Rural Health School concludes with community project presentation

This article submitted by Michael Jacobson on 5/12/99.

Did you know that breast-feeding a baby can save $1,000 a year? Or that breast-feeding is healthier, providing antibodies and reducing allergies while being easier for your baby to digest?

This spring's session of the Rural Health School at the Paynesville Area Health Care System (PAHCS) drew to a close last week with the presentation of their community project on breast-feeding awareness.

Participating in the school and doing the project were: Erin Osborne, a third-year medical student at the University of Minnesota who is spending nine months in Paynesville under the Rural Physician Associate Program; and Ruth Klatt, a doctor of pharmacy student at the University of Minnesota who was here just for the ten-week Rural Health School.

The idea for their project topic came from Nell Fuchs, a nurse who directs prenatal courses at PAHCS. Klatt said it was identified as an area that the health care system could improve on.

Their plan was to use a survey to identify trends in the community and by health care providers. Then they wanted to provide resources to expectant and new mothers to promote breast-feeding awareness.

They sent out 174 surveys, to every woman who had delivered a baby at the hospital in the past two years. They received 82 surveys in reply, 47 percent of the total. Of the women who replied, 72 percent had breast fed their most recent child. A potential bias in the survey, Osborne and Klatt speculated, may have been that mothers who did not breast-feed may have felt health care providers supported breast-feeding and didn't respond to the survey.

"The purpose of the survey was to see who breast-feeds and who doesn't and to identify any trends," explained Klatt.

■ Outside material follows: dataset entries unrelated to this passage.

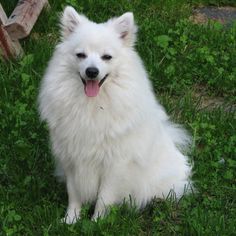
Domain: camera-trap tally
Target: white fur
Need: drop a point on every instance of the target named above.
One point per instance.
(119, 143)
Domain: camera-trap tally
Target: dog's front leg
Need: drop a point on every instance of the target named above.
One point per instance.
(105, 199)
(74, 204)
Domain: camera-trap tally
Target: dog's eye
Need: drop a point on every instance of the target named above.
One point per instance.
(81, 55)
(106, 57)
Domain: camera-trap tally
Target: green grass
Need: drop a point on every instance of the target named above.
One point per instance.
(182, 60)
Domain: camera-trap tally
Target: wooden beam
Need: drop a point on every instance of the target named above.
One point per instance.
(23, 18)
(8, 47)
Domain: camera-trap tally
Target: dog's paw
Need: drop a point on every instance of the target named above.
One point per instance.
(70, 218)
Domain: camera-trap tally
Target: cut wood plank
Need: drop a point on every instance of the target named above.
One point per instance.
(23, 17)
(8, 47)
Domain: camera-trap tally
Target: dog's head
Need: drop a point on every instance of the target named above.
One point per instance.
(95, 50)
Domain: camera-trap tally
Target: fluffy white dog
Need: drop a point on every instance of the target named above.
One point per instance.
(109, 135)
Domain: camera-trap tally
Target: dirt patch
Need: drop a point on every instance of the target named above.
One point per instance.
(208, 102)
(224, 15)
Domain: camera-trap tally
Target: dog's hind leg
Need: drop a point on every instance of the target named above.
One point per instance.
(105, 200)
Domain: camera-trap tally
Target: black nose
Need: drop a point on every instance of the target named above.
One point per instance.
(92, 72)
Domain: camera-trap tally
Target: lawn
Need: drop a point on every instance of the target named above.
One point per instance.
(193, 71)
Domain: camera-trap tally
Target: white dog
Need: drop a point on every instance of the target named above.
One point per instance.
(109, 135)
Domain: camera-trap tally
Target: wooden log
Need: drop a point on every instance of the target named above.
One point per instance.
(8, 47)
(23, 17)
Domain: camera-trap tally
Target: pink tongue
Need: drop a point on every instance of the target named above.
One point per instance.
(91, 88)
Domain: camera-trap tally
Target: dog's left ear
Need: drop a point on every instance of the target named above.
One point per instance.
(126, 28)
(70, 20)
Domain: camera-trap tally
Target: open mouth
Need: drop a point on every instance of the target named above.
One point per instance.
(91, 87)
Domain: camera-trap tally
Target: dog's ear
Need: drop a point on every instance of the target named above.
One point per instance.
(126, 28)
(70, 20)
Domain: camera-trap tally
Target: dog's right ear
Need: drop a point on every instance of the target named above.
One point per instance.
(70, 20)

Significant differences between women who had and had not breast-fed were previous experience and whether she planned to breast-feed before delivery. Of the mothers who breast-fed, two-thirds had also done it for a previous child. Even more dramatically, 98 percent of breast-feeding mothers had planned to do it before giving birth.

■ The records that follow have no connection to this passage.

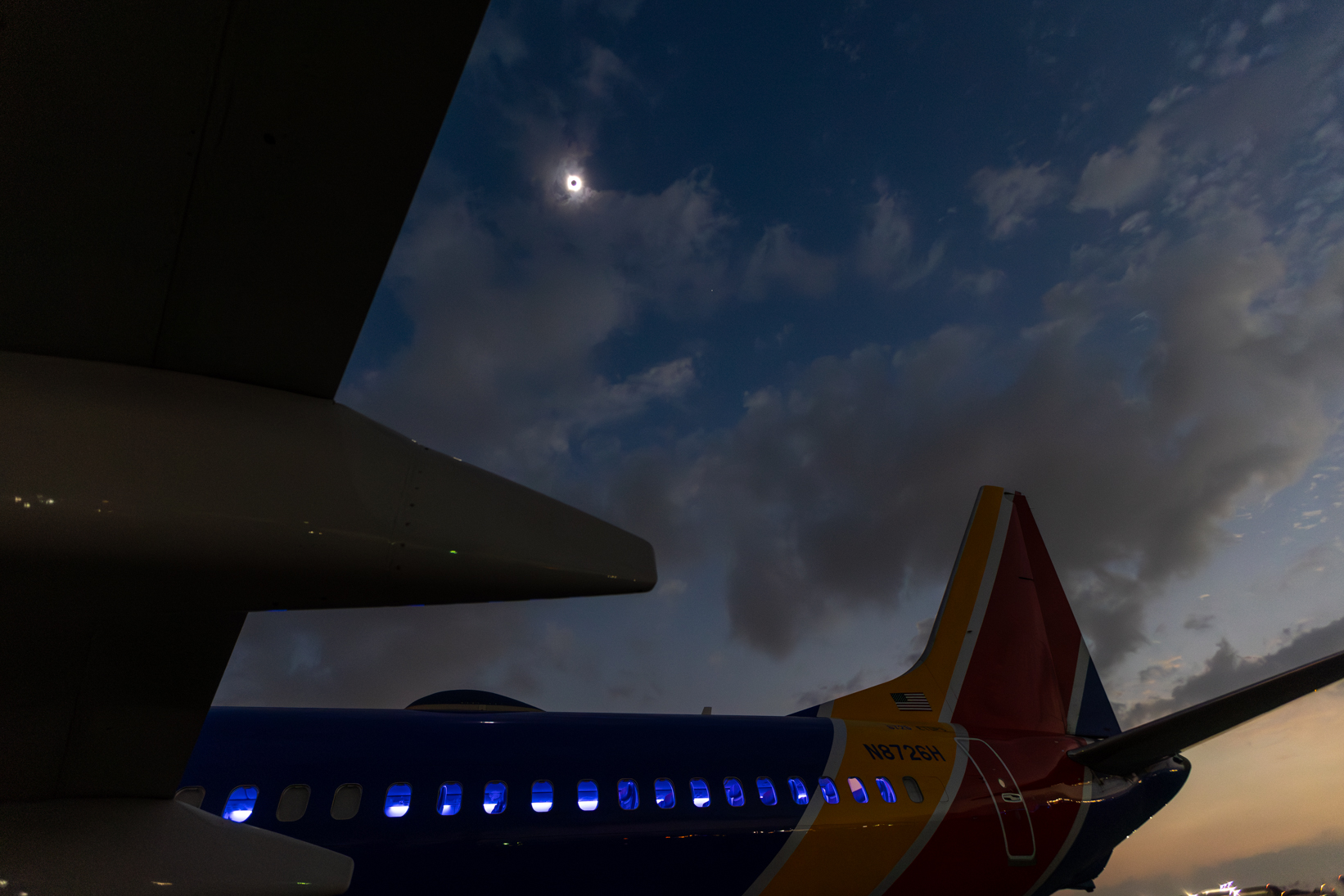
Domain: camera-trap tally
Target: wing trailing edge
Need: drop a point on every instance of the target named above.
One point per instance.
(1155, 741)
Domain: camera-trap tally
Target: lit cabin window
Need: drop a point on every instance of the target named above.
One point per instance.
(293, 802)
(588, 795)
(496, 797)
(191, 795)
(241, 802)
(628, 793)
(664, 795)
(733, 790)
(345, 801)
(449, 798)
(543, 795)
(699, 793)
(398, 799)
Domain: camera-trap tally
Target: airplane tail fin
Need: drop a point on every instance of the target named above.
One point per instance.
(1006, 651)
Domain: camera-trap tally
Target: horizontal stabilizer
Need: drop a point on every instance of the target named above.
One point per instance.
(1153, 741)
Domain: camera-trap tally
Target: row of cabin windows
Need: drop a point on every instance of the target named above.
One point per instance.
(397, 801)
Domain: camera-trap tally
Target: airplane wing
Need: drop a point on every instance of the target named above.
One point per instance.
(1152, 742)
(199, 202)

Sixteen percent of the mothers who did not breast-feed had planned to do it before delivery, but had not done it.

Their conclusions from the survey were:

*The most common reason why mothers do not breast-feed is personal preference, followed by work or school obligations.

*The most common reasons why mothers choose to breast-feed are advantages to the baby, advantages to the mother, cost, and medical staff recommendations.

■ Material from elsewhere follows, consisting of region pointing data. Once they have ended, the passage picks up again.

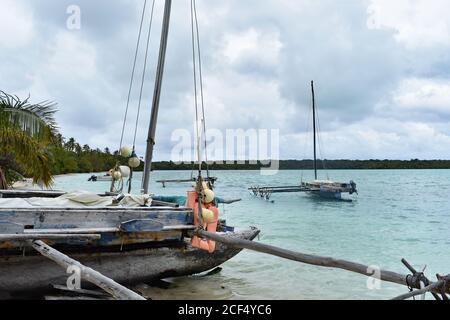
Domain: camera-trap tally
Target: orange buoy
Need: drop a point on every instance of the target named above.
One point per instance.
(197, 242)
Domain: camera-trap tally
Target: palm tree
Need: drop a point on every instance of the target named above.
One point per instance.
(26, 131)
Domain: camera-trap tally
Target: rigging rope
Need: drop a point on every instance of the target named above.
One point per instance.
(143, 76)
(132, 74)
(320, 144)
(195, 90)
(201, 87)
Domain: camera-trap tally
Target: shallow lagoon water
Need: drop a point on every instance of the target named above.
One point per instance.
(397, 214)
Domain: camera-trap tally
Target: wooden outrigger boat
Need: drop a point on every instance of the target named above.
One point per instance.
(128, 243)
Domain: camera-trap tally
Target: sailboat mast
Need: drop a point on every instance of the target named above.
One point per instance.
(156, 97)
(314, 129)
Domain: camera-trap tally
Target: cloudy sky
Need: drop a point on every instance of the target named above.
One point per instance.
(381, 68)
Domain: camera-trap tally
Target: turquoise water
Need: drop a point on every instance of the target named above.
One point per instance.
(397, 214)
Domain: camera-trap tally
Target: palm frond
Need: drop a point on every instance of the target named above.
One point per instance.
(28, 153)
(38, 120)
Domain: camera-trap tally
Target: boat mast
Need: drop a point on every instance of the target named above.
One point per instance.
(156, 98)
(314, 129)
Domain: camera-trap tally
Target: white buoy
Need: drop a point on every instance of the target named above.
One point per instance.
(208, 196)
(208, 216)
(117, 175)
(134, 162)
(125, 171)
(125, 151)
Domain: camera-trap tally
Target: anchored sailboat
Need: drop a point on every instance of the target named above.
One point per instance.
(323, 188)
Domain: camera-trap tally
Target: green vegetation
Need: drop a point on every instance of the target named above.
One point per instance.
(328, 164)
(26, 133)
(31, 146)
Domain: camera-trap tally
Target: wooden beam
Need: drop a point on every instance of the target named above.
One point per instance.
(327, 262)
(48, 236)
(116, 290)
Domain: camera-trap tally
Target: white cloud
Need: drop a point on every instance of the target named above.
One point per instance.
(423, 94)
(417, 23)
(252, 45)
(16, 24)
(72, 56)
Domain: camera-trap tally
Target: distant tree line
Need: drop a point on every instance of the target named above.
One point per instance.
(68, 156)
(308, 164)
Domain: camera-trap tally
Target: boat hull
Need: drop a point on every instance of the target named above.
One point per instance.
(35, 272)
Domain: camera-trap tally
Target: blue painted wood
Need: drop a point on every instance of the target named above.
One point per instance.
(142, 225)
(8, 227)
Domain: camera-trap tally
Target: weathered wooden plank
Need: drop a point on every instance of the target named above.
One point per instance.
(63, 219)
(116, 290)
(10, 227)
(81, 291)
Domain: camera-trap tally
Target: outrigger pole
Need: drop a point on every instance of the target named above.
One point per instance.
(156, 97)
(416, 280)
(314, 129)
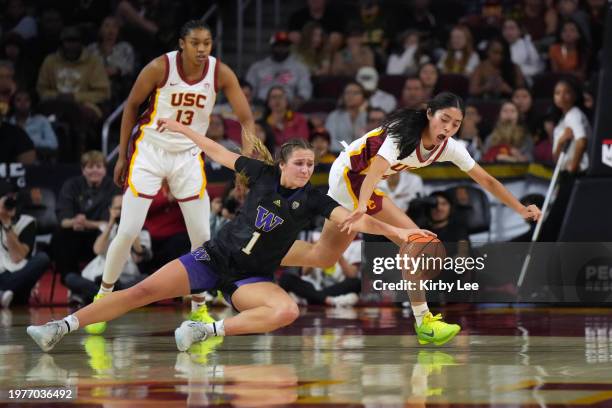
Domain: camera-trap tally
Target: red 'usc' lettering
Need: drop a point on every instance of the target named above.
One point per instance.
(188, 99)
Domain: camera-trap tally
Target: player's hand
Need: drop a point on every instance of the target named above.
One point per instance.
(405, 233)
(119, 173)
(170, 125)
(531, 213)
(353, 217)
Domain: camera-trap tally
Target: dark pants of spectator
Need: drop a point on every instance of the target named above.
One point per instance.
(23, 280)
(166, 250)
(554, 221)
(72, 249)
(303, 289)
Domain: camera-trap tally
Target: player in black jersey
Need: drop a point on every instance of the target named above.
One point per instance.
(240, 261)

*The most common reasons why mothers stop breast-feeding are returning to work or school, the baby's age, and discomfort or pain.

*The people who most influenced mothers to breast-feed were a significant other, a primary doctor, the family, and a prenatal instructor.

*The people or beliefs that least influenced mothers to breast-feed were religious beliefs, friends, and nurses.

"Basically, people are influenced by people around them," said Osborne. "We wanted to find out what influence health care system personnel had."

They were pleased with the prenatal influence of health care personnel, but identified an area of need in postnatal care. "A big obstacle for most mothers was the first couple of days after delivery," said Osborne. "The first week is the most difficult time for new mothers."

Many mothers started breast-feeding but quit. Osborne said professional support was crucial until new mothers get into a breast-feeding routine. She hoped to meet with the hospital nurses to discuss ways the health care system could be more supportive of mothers who are just starting to breast-feed.

The survey results will be available to interested health care providers.

In addition, Osborne and Klatt designed and published an informational brochure about breast-feeding. It gives reasons to breast-feed, answers common questions, and lists resources for breast-feeding mothers. Brochures are available in the clinic lobby and during prenatal doctor visits and at prenatal classes.

Two breast pumps will be purchased for the hospital to provide to breast-feeding moms who need one but cannot afford it.

"I think the students did a really good job," said Laura Odell, a doctor of pharmacy at the clinic who supervised the Rural Health School. The survey results, she said, included health care providers, family, friends, and significant others. Interdisciplinary study is one of the goals of the Rural Health School.